Rosé de Pressée, also known as the white wine method or skin contact method, sees the grapes crushed first and then the must (pulp and juice slurry) left to macerate for some amount of time before being pressed.  The color is determined by the length of skin contact.  

Rose Saignée translates to "bleeding the vats," and is also known as the red wine method.  Here there is no pressing.  The macerating must is just bled off early as free run juice.  Often, only a small portion is made into rosé and the rest is kept for a more concentrated red.  If you find Rosé of Pinot Noir in the Willamette Valley, there is a good chance that it is just a byproduct of trying to get a more intense pinot noir.  

Some texts have a third method based on the time of skin contact before pressing off or free running.  In Bordeaux, for example, there is an AOC Bordeaux Clairet (not to be confused with Claret or the grape called Clairette) that they call a semi-red.  The two methods seem pretty damn close to me.  The difference is just the machine used to extract the must after contact.  And in one case, they might not take all of it.

The third method is simply adding some red juice or wine to white juice or wine.  It's illegal almost everywhere in the old world, with the exception of Champagne where it's traditionally used as a dosage to make rosé.  There was a movement to allow this method in Provence, but it failed.  As for the new world, I cannot say with certainty how and where it is used.  I haven't researched enough yet.
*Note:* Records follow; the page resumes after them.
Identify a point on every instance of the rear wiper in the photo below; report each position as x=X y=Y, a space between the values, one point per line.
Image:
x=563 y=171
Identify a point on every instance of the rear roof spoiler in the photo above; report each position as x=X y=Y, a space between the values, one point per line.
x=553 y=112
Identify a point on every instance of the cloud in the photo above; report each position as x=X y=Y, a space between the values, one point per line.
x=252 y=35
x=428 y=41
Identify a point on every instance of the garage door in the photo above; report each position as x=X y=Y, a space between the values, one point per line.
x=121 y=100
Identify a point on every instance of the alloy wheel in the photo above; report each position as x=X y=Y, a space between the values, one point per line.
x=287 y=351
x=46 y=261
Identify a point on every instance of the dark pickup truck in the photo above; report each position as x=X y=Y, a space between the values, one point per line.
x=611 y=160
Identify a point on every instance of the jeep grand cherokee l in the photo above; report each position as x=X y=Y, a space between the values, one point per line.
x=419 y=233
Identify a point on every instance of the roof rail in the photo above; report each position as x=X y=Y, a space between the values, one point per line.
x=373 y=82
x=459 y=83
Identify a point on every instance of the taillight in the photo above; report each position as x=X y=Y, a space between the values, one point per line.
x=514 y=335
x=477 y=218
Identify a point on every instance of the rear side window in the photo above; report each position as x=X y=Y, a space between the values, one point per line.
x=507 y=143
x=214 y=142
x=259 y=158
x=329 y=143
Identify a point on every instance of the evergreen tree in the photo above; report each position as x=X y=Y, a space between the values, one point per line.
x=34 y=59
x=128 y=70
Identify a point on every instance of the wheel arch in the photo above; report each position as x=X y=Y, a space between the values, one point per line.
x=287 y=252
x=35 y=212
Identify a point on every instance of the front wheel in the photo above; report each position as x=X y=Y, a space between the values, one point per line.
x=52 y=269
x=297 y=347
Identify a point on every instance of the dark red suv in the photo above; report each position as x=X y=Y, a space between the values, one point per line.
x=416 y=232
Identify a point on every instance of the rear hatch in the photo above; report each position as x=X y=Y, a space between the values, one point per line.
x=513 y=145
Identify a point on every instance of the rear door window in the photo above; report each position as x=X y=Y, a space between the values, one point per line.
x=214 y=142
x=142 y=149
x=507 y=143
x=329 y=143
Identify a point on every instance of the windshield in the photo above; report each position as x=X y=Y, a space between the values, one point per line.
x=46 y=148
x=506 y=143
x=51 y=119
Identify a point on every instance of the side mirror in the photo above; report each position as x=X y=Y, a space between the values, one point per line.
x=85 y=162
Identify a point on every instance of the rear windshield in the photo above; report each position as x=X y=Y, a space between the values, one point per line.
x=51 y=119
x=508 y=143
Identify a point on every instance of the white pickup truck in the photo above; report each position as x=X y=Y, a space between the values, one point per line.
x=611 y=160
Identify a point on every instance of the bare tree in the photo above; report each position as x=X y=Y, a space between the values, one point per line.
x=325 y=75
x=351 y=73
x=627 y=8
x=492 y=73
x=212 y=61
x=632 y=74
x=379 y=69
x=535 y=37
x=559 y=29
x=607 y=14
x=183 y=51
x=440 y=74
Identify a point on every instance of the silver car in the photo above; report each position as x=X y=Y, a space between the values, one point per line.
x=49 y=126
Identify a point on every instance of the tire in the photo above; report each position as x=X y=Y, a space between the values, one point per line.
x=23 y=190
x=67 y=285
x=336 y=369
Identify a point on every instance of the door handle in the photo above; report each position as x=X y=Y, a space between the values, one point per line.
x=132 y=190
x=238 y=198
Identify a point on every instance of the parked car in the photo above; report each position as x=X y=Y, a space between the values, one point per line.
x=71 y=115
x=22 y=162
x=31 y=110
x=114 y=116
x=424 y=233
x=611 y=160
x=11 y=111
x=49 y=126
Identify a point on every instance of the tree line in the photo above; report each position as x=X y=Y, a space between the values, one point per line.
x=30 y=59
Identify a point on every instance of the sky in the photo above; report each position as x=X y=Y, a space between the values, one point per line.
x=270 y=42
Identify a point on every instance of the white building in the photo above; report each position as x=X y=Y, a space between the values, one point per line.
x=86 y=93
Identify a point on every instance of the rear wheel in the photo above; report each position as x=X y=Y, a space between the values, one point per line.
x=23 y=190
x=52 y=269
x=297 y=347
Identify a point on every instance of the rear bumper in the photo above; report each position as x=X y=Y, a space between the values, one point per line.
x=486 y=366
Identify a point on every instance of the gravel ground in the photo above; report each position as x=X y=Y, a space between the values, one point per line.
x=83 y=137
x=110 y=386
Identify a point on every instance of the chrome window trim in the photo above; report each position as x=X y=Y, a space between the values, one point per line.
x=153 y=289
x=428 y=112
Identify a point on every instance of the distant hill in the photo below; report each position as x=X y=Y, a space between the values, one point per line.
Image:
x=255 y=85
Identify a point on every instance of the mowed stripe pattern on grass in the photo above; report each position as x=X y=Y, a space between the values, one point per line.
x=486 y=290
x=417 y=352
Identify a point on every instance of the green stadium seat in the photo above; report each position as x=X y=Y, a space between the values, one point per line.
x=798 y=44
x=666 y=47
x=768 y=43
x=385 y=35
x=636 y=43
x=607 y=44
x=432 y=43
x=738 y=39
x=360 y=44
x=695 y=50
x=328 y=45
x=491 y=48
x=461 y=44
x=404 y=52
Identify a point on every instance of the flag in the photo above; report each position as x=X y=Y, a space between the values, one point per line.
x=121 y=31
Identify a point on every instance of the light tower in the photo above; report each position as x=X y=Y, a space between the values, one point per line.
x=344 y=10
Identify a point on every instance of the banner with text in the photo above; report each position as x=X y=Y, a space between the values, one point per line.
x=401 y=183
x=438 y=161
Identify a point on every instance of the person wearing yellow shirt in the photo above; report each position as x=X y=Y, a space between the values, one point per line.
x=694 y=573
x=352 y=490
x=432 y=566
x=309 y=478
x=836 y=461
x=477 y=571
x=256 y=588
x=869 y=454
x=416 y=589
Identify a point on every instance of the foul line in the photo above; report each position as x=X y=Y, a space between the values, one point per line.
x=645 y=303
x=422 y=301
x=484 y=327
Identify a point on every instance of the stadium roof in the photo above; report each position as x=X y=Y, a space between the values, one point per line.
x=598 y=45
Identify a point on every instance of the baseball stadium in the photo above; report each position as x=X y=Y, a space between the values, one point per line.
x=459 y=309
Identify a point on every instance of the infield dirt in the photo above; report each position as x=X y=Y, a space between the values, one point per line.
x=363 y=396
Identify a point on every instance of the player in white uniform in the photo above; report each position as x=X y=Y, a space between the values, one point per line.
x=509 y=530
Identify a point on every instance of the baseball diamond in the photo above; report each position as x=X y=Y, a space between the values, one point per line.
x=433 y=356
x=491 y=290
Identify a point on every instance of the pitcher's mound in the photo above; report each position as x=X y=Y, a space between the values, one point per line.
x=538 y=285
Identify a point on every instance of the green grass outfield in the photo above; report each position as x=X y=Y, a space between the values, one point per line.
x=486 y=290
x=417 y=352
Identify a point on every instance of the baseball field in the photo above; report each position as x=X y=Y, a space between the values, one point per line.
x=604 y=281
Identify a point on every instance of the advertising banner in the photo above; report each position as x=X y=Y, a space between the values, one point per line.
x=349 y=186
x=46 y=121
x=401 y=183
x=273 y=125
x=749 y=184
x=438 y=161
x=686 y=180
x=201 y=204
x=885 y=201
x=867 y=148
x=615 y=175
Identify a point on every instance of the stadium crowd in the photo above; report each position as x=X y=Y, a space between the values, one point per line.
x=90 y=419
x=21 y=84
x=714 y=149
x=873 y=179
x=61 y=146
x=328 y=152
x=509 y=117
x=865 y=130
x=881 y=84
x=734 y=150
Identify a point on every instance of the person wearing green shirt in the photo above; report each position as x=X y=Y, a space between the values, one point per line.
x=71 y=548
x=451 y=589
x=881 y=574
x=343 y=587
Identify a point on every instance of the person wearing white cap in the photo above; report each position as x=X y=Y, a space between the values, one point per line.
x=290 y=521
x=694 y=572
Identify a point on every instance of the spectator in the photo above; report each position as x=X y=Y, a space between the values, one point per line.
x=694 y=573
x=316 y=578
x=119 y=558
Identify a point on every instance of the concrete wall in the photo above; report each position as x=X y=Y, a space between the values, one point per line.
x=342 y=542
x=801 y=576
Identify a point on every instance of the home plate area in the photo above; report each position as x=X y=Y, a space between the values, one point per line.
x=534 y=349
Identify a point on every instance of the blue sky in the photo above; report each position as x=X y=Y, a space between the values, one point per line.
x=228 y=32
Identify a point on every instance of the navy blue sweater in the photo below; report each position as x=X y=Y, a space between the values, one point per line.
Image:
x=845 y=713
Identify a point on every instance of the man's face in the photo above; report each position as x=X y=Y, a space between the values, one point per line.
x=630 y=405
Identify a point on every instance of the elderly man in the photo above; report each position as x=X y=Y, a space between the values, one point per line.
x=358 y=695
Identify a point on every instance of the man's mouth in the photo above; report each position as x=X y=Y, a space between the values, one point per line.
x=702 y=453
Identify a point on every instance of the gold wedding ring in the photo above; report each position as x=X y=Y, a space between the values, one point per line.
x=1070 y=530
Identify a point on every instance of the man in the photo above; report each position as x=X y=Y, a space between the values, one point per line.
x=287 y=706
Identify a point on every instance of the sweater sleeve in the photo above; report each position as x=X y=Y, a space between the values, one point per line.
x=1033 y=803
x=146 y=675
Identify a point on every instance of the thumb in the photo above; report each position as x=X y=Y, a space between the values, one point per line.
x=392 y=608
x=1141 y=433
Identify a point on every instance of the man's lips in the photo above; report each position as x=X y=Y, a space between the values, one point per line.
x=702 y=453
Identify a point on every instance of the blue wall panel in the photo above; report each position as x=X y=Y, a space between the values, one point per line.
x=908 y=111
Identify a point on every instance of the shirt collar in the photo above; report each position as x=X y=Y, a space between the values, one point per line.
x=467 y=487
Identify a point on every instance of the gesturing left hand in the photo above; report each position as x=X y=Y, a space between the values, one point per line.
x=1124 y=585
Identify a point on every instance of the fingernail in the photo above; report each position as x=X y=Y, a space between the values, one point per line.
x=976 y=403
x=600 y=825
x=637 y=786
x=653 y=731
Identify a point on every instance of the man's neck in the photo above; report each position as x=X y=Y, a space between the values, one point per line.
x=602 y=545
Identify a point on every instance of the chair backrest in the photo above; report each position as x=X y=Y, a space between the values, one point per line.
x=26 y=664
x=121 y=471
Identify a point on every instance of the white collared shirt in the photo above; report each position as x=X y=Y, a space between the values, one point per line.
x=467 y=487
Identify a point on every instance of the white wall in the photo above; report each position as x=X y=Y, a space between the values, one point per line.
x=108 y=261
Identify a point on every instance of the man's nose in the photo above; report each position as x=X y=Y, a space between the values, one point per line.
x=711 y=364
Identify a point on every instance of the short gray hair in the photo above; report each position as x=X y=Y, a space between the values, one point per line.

My problem is with the differences between Pressée and Saignée.  All textbooks make a distinction, but what is the difference in flavor?  Several hours of trolling through the interwebs have uncovered only a handful or producers who even disclose their method.  absent some source to explain the taste difference to me, I need a few dozen examples of each to figure it out for myself.  I need that many to control for about a million other variables like terroir, year, house style, grape, et cetera.  This one is tough.  If anyone has leads, please do contact me.  Otherwise, I feel a tasting coming to my house in the near future!

photo credit:

1 comment:

  1. hey nick,

    i've been trying to post on your blog for the past week, and it's making me sign in to do so. i sign in with my google account and it keeps spinning me back to sign in again. sucks. i'm trying to answer your rose question, but on you site,

    in any case, you asked about rose, here ya go

    I have struggled with this question myself, but the answer lies in the aging potential of the rose. Rose de presse produces lighter colored roses like the 3 roses on the left pictured above, the juice from the grapes receives no more than 4 hours of skin contact, which produces a wine meant to be consumed between 1-3 years. the rose de saignee method produces a wine meant to be consumed within 2-4 years after a spring bottling. Clairet receives the same basic winemaking regimen as traditional red wine production except that it receives a longer maceration period, somewhere between 24-36 hours. Both rose de saignee and clairet are made by bleeding the tank of grape juice before fermentation begins. but as stated before the difference between all three techniques is time juice spends in contact with skin, thereby giving wines intended for immediate consumption or wines meant to last a few more years. hope this helps!